I.  Comparing the means of two independent populations.
A.  State the null hypothesis.
B.  Choose a statistical test.
C.  Check Assumptions.
1.  Two independent random probability samples.
2.  Interval level measurement of variable being
compared.
3.  Groups defined by catergorical variable with two
categories.
4.  For a z-test, the sampling distribution must be
normal, which can be assumed to be true if each
sample contains 100 or more cases.
5.  If either of the sample sizes is less than 30, a
t-test must be used, requiring the additional
assumptions that:
a.  the populations from which the samples are
drawn are normal.
b.  the variance of the two populations is equal,
if an equal variances t-test is used.
D.  Select an alpha level.
E.  Calculate the test statistic and decide about the null.

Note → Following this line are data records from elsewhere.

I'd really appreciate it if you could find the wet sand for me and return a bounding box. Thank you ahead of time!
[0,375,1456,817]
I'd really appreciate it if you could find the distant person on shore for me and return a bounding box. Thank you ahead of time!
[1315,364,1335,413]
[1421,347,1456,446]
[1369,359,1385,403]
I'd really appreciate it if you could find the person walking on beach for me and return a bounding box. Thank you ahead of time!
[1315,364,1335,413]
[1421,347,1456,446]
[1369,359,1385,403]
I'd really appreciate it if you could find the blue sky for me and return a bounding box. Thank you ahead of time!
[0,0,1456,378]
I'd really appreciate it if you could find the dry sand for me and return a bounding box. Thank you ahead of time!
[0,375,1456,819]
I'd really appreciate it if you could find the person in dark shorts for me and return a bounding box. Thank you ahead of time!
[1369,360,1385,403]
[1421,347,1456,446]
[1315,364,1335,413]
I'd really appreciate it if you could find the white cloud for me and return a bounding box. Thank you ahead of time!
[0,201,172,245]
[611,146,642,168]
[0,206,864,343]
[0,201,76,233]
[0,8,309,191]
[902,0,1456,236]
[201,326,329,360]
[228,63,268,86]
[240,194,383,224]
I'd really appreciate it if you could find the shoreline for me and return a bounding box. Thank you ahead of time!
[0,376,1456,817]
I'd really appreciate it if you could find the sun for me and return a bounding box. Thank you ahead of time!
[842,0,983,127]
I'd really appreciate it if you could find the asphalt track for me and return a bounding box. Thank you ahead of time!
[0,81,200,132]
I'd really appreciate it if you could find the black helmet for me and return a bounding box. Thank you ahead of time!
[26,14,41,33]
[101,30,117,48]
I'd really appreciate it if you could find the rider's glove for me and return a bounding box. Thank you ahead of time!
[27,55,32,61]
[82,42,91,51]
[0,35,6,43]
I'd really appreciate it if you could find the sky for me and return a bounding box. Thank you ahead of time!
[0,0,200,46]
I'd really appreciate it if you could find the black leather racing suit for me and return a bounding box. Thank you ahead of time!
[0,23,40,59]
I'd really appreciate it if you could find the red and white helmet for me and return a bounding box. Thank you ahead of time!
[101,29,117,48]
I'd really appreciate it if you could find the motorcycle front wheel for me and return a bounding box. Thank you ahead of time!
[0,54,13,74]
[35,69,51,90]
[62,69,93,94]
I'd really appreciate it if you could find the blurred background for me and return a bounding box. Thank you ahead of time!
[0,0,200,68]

1.  Calculate the statistic.
2.  Determine the probability associated with the
statistic.
3.  Compare probability to alpha level.

II.  Comparing means in two dependent (matched, paired) populations.
A.  State the null hypothesis.
B.  Choose at statistical test.
C.  Check Assumptions.
1.  Two dependent random probability samples such that
scores from one can be mathed with scores from the
other.
2.  Interval level of measurement on variable being
compared.
3.  Sampling distribution is normally distributed which
can be assumed if the populations are normally
distributed.
D.  Select and alpha level.
E.  Calculate the test statistic and decide about the null.
1.  Calculate the statistic.
2.  Determine the probability associated with the
statistic.
3.  Compare probability to alpha level.